In New York, U.N. Secretary General Kofi Annan announced Saturday night that both Siniora and Israeli Prime Minister Ehud Olmert agreed in principle to a 7 a.m. Monday cease-fire – midnight in New York.

In Israel, government spokesman Mark Regev said that Olmert’s Cabinet was expected to approve the U.N. Security Council plan adopted through a resolution Friday, including Annan’s “H-Hour” – the hour that both sides stop fighting.

Regardless, Israel would not leave Lebanon, Regev said, until international forces took up Israeli positions.

“We can stay put,” Regev said, citing the resolution. “There is no question of moving out until they relieve.”

A U.N. force currently acts as observers in south Lebanon, recording violations of earlier truces and reporting them back to headquarters. Now, the U.N. must assemble a more robust force, which Israel has asked the Bush administration to vet and make sure includes NATO members.

In New York, U.N. envoy Alvaro de Soto said it could take seven to 10 days to organize the force, meaning in the best-case scenario a week or more of close-range clashes. Both sides would agree to stop firing rockets, and Israel would stop its air strikes.

“If there is an agreement on the cessation of hostilities between the Lebanese government and the enemy, we will observe it without delay,” Nasrallah said Saturday, as the battle raged. But, he predicted “the war will continue for another few days. That’s why we are continuing to fight today.”

And, though there was a marked decrease, Hezbollah lobbed an estimated 68 katyusha rockets into the small towns and farm studded north, setting off sirens through the Jewish Sabbath. And the Israeli military continued to fire its 155m Howitizer rounds and other rockets into the south, supporting the expanding force of Israeli fighters.

An official Israeli count released early Thursday reported 96 citizens killed in the month-long war, 56 of them soldiers. Lebanese sources estimate about ten times as many fatalities, many from Israeli airstrikes on civilian buildings that Israel argues Hezbollah fighters use as cover. Israel claims to have killed upwards of 550 Hezbollah fighters.

In South Lebanon Saturday, Tyre was completely isolated after overnight Israeli air strikes took out the last makeshift bridge over the Litani – presumably a key Hezbollah re-supply route.

City residents described a ghost town, with 90 percent of Tyre’s population having already fled Israeli air strikes and commando raids in four months of fighting triggered by Hezbollah’s bold July 12 incursion into Israel and capture of two Israeli soldiers.

No vehicles moved, the Israel Defense Forces having warned that any moving traffic would be hit. Gaping holes were apparent in an empty building in Tyre where missiles tore through two apartments, according to local residents.

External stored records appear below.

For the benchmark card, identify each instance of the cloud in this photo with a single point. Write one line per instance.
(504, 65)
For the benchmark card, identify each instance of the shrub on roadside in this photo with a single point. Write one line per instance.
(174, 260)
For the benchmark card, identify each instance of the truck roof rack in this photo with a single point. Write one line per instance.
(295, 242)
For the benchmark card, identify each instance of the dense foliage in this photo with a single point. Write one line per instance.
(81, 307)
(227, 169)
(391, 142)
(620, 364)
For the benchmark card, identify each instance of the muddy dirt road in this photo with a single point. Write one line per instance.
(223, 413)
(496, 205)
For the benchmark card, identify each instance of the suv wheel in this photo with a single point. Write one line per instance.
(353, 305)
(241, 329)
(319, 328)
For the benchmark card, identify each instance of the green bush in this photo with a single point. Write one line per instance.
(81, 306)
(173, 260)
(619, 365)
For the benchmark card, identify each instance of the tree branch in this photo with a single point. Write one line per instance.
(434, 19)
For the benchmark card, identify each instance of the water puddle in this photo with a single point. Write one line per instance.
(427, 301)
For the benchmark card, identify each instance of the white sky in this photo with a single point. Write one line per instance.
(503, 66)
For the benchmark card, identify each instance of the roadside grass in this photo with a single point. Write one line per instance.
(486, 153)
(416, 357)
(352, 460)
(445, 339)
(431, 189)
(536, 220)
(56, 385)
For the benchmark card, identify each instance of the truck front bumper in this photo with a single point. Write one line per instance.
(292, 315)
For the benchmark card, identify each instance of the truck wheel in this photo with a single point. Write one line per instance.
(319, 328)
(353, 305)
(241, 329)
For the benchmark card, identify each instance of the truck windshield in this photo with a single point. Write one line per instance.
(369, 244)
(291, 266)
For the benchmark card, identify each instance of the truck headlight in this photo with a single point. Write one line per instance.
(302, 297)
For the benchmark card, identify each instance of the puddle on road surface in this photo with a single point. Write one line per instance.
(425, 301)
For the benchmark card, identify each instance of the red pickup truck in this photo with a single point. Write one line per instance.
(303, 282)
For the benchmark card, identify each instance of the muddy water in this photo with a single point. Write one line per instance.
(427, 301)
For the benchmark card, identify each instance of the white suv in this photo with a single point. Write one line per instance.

The Lebanese Red Cross in Tyre was immobilized and unable to get to Kasmiyeh, a town across the Litani River where people had been killed and injured in Israeli air strikes Saturday morning, said Qassim Shaalan with the Lebanese Red Cross in Tyre. After losing one medic traveling with a convoy leaving Marjayoun that was hit by Israeli air strikes and an ambulance carrying bread and medicine was hit and destroyed in Tibnin, medics are worried about being killed themselves.

“Our ambulances are being attacked,” Shaalan said. “There is no way to help. It’s terrible.”

In the port city of Sidon a power station was struck by Israeli artillery and the city was left without power. Generators were running the local hospitals but the mayor, Abdul Rahmna Bizri, worried that it would disrupt water supplies.

U.N. observers reported ground battles across the south, especially in south central Lebanon, but gave no estimates of dead and wounded.

“It never stopped,” said Milos Strober, spokesman for the United Nations Interim Force in Lebanon in Naqoura early Sunday. “There was intensive shelling, bombardment, basically the heavy exchanges continued unabated. Maybe the intensity of the fighting on the ground was higher than on previous days, and the intensity of rocket firing and aerial bombardment was somewhat reduced.”